Rachel Noble, the head of the Australian Signals Directorate, said Beijing had exploited weaknesses—or “faulty locks”— in the country’s cyber defences, which left 70,000 Australian entities vulnerable to attack.
“When the Chinese government became aware of those faulty locks on the doors, they went in and propped all those doors open,” she told the Parliamentary Joint Committee on Intelligence and Security on July 29.
“What then happens is there were opportunities for all sorts of criminals and other state actors to pour in behind all those propped open doors and get into your house or your building,” she added.
Mike Pezzullo, the head of the Home Affairs Department, said the government now needed to consider state actors playing a more prominent part in what used to be a realm exploited by criminals.
Pezzullo said modern day cyberattacks involved tools that were “adapted from or need to be deployed with at least implicit permission of certain state actors.”

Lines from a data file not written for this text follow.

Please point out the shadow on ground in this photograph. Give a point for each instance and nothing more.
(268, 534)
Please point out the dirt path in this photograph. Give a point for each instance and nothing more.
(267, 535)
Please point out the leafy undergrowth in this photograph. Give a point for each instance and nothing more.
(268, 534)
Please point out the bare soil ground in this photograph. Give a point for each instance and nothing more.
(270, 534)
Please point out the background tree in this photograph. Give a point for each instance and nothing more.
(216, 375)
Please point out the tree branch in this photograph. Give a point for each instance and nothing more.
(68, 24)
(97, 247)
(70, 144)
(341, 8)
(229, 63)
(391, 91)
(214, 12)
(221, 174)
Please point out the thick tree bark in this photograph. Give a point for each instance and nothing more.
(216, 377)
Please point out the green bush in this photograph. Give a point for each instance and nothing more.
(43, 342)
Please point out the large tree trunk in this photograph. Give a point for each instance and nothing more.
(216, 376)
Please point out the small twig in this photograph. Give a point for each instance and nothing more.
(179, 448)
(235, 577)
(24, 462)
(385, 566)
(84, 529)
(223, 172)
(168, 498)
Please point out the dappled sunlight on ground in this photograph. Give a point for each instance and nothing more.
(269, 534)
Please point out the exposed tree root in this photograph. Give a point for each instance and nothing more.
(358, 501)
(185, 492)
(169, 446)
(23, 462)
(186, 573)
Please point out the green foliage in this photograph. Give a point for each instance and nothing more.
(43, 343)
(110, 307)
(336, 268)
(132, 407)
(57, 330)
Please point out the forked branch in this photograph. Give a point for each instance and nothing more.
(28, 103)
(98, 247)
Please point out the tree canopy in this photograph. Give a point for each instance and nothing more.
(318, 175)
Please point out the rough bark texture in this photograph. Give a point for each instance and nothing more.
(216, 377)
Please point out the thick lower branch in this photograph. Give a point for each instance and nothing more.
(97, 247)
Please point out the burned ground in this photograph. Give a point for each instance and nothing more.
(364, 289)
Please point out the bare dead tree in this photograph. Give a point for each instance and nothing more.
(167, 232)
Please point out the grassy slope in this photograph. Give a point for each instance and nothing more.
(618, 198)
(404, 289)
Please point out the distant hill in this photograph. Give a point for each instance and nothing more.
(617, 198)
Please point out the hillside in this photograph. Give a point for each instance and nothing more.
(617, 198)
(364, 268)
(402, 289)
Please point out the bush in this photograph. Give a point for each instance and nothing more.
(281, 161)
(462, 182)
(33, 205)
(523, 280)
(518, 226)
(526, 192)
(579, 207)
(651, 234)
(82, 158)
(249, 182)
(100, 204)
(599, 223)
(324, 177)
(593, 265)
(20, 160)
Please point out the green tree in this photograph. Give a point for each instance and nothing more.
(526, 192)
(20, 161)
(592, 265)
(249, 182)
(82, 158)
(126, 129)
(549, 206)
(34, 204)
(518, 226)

The Committee is considering new laws that will designate critical infrastructure and provide new powers to protect them against cyberattacks.
Earlier this month, Australia joined major democratic allies, the United States, United Kingdom, Canada, New Zealand, Japan, the European Union, and NATO, in condemning Beijing for its involvement in the Microsoft Exchange hack earlier this year.
Further, the statements also condemned Beijing’s Ministry of State Security for engaging third-party hackers to carry out these activities.
“These actions have undermined international stability and security by opening the door to a range of other actors, including cybercriminals, who continue to exploit this vulnerability for illicit gain,” the Australian statement read.
Prime Minister Scott Morrison has previously indicated that the federal government would only engage in public attribution of a state actor if a “high bar” of evidence were provided.
Cyberattacks targeting major institutions and companies have become commonplace in recent years, with some of Australia’s biggest firms being targeted.
In one of the most recent attacks in May, JBS, the largest beef and sheep meat producer in Australia, was targeted by ransomware hackers that effectively forced the company to shut down sales and lot feeding operations.
The attack also shut down meat processing plants in Queensland, Victoria, New South Wales, and Tasmania and saw thousands of workers stood down as well.
The FBI attributed the attack to Russian-linked hacking group REvil, also known as Sodinokibi.
Joseph Siracusa, adjunct professor of the history of international diplomacy at Curtin University, said one of the main issues with cyberattacks was publicly attributing the source.
“What we haven’t figured out yet is how to defend against it,” he told The Epoch Times. “You know, we could turn off the lights in downtown Moscow right now or turn off the electric toilets in Beijing if we want to, but then they could do the same thing to us.”
“Will U.S. President Biden hold Russian President Putin accountable for these cyberattacks? And the answer is: He can’t because he can’t prove that Putin had his hand in it,” he added.
“Do you hold the government accountable for the criminal behaviour of its citizens? And the answer is: You’d like to,” he said. “But in the real world, you can’t.”